Bachelet avisa que progresso de direitos humanos “está sob ameaça”

6 dezembro 2018

Alta comissária para os Direitos Humanos falou aos jornalistas para marcar o 70º aniversário da Declaração Universal dos Direitos Humanos; representante disse que o documento era hoje tão relevante como no dia em que foi adotado.

A alta comissária para os Direitos Humanos, Michelle Bachelet, avisou que o progresso na área dos direitos humanos “está sob ameaça”.

A representante falava a jornalistas, em Genebra, para marcar o 70º aniversário da Declaração Universal dos Direitos Humanos. A data é celebrada na segunda-feira, 10 de dezembro.

Desrespeito

Versão inicial da Declaração Universal dos Direitos Humanos. , by Foto ONU/Greg Kinch

Bachelet lembrou as palavras da Declaração para dizer que “todos nascem livres e iguais", mas que “milhões de pessoas neste planeta não permanecem livres e iguais”, tendo “sua dignidade espezinhada e seus direitos violados diariamente.”

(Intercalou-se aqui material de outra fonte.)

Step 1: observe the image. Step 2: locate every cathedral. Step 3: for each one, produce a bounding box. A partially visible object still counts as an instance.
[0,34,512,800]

A representante acredita que, em muitos países, “o reconhecimento fundamental de que todos os seres humanos são iguais e têm direitos inerentes está sob ataque.”

Além disso, as “instituições meticulosamente criadas pelos Estados para alcançar soluções comuns para problemas comuns estão sendo minadas.”

A alta comissária afirmou que “a rede de leis e tratados internacionais, regionais e nacionais que deram força à visão da Declaração Universal também está sendo abalada por governos e políticos cada vez mais focados em interesses particulares e nacionalistas.”

A responsável explicou que as pessoas se precisam “levantar mais energicamente pelos direitos que todos deveriam ter” e que “estão em constante risco de erosão.”

Atualidade

Para a alta comissária, o documento é hoje tão relevante como no dia em que foi adotado, há 70 anos.

Bachelet explicou que, com o passar das décadas, “a Declaração passou de ser um tratado ambicioso para ser um conjunto de critérios que permeou quase todas as áreas da lei internacional.”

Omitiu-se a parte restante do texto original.